Londra Zooloji Derneği tarafından rapor kapsamında oluşturulan Yaşayan Gezegen Endeksi'nde son 50 yılda izlenen 5 bin 495 türde yaklaşık 35 bin omurgalı popülasyonu içinde en keskin düşüş yüzde 85 ile tatlı su nüfusunda görüldü. Bunu yüzde 69 ile kara, yüzde 56 ile deniz popülasyonları izledi.

Bölge bazında ise yaban hayati popülasyonunda en sert düşüş yüzde 95 ile Latin Amerika ve Karayipler'de görüldü. Bu oran Afrika'da yüzde 76, Asya Pasifik'te yüzde 60, Kuzey Amerika'da yüzde 39 ve Orta Asya'da yüzde 35 oldu.

Rapora göre, habitat kaybı ve bozulmasıyla aşırı hasat, dünya çapındaki yaban hayatı nüfusuna yönelik ciddi tehditler oluştururken, bu tehditler arasında istilacı türler, hastalıklar ve iklim değişikliği de yer alıyor.
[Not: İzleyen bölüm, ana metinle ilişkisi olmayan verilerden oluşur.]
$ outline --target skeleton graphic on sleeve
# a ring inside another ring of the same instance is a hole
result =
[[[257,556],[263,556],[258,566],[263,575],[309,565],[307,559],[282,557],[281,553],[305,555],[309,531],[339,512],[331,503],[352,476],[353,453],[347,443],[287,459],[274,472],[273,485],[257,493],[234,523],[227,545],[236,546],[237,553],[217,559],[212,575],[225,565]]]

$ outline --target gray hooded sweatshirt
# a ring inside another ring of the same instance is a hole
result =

Yaban hayatı nüfusundaki önemli düşüşler, çevrenin sağlığı ve direncini olumsuz etkilemesinin yanı sıra doğayı felaket niteliğindeki dönüm noktalarına yaklaştırıyor.

Kuzey Afrika çam ormanlarının yok olması, Amazon yağmur ormanlarının tahribi ve mercan resiflerinin toplu ölümü gibi bölgesel dönüm noktaları, gezegen için şok etkisi yaratma riskini barındırırken, gıda güvenliği, geçim kaynakları ve ekonomileri de olumsuz yönde etkileyebilir.
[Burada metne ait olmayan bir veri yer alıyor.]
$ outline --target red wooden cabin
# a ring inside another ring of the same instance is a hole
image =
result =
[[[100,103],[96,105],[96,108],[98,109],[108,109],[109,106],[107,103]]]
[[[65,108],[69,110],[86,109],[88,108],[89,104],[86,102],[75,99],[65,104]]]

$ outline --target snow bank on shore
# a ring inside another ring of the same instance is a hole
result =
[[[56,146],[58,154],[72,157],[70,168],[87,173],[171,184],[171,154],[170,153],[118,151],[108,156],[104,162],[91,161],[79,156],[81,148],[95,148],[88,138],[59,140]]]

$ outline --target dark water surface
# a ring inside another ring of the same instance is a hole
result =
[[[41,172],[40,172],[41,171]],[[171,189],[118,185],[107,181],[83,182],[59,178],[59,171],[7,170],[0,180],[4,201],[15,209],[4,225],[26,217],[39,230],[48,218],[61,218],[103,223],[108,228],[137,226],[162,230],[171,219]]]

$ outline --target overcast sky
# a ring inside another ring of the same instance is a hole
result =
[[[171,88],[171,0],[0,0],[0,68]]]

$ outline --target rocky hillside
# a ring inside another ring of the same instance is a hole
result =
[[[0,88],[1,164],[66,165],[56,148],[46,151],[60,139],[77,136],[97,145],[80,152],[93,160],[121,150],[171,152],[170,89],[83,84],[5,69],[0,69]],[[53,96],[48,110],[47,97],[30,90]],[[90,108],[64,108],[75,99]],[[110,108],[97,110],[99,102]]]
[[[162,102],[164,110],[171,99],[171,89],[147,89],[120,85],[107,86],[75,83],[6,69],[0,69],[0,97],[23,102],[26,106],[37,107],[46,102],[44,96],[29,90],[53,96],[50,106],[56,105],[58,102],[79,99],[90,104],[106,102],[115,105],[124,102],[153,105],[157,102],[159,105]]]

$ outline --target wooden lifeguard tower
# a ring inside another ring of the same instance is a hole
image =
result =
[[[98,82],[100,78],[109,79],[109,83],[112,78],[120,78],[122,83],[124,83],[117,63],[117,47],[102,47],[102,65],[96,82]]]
WWF Baş Bilim İnsanı Rebecca Shaw, rapora ilişkin değerlendirmesinde, yaban hayatı popülasyonlarındaki keskin düşüşün açık ve acil bir uyarı olduğunu belirterek, "Bu keskin düşüşler, doğanın çözülmeye başladığını ve daha az dirençli hale geldiğini gösteriyor. Doğa tehlikeye girdiğinde, iklim değişikliğine karşı daha savunmasız hale geliyor, tehlikeli ve geri dönülmez bölgesel dönüm noktalarına daha da yaklaşıyor. Bu durum, dünyanın çok fazla yerinde gerçekleştiğinde soluduğumuz havayı, içtiğimiz suyu ve yediğimiz yiyeceği tehdit ediyor." ifadelerini kullandı.